The gains would also be financial. A recent analysis of SB 136 by the state Department of Finance found that, if passed, the bill would save the state over $20 million in 2020-21. Savings would exceed $40 million the following year, and pass $60 million the year after that.
The organizations sponsoring the bill are the ACLU of California, California Coalition for Women Prisoners, Californians United for a Responsible Budget, Coalition for Humane Immigrant Rights, Drug Policy Alliance, Ella Baker Center for Human Rights, Friends Committee on Legislation California, Legal Services for Prisoners with Children, Pillars of the Community, and Tides Advocacy. (The Appeal is a project of Tides Advocacy.)
Law enforcement groups have lined up in opposition to the bill.
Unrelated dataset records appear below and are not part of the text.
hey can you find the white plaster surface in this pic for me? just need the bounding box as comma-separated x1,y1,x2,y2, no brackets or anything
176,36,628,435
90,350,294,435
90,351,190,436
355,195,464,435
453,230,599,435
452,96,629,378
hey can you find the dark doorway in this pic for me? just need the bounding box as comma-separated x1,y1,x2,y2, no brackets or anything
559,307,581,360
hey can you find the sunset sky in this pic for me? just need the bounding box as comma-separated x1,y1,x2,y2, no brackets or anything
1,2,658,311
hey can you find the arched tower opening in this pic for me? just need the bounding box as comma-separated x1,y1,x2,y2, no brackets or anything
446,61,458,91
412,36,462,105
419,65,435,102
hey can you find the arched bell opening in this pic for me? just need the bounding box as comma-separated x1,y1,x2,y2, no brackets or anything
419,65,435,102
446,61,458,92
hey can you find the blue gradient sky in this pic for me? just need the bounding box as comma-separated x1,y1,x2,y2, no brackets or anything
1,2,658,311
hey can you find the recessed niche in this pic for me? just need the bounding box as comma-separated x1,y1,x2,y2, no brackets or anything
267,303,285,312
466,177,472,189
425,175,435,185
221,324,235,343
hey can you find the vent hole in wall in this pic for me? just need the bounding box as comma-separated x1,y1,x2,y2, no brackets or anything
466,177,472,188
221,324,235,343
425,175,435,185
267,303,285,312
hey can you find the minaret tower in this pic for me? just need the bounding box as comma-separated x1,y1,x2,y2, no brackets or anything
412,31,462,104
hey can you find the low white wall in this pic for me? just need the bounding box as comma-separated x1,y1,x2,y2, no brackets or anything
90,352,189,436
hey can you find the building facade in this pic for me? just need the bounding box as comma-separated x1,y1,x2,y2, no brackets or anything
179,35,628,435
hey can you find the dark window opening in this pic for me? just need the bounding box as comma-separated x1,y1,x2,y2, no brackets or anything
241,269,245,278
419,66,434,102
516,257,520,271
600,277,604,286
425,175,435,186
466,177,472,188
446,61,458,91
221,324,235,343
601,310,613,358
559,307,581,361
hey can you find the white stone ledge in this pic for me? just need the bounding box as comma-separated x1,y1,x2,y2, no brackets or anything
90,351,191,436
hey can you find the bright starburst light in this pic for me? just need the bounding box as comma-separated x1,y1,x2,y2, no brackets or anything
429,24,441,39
These include the California District Attorneys Association, the California Police Chiefs Association, and the California State Sheriffs’ Association.
Harris described the efforts in recent years to reverse the many policies that created California’s mass incarceration crisis. Even if SB 136 is passed, she emphasized, there is more work to be done. “We have been able to build and gain momentum around having the voters and legislators recognize the harm that imprisonment has caused, but we’re only at the beginning of the reversal. Mass incarceration was hundreds of thousands of policies and choices. There’s going to have to be thousands more decisions made to reverse them.”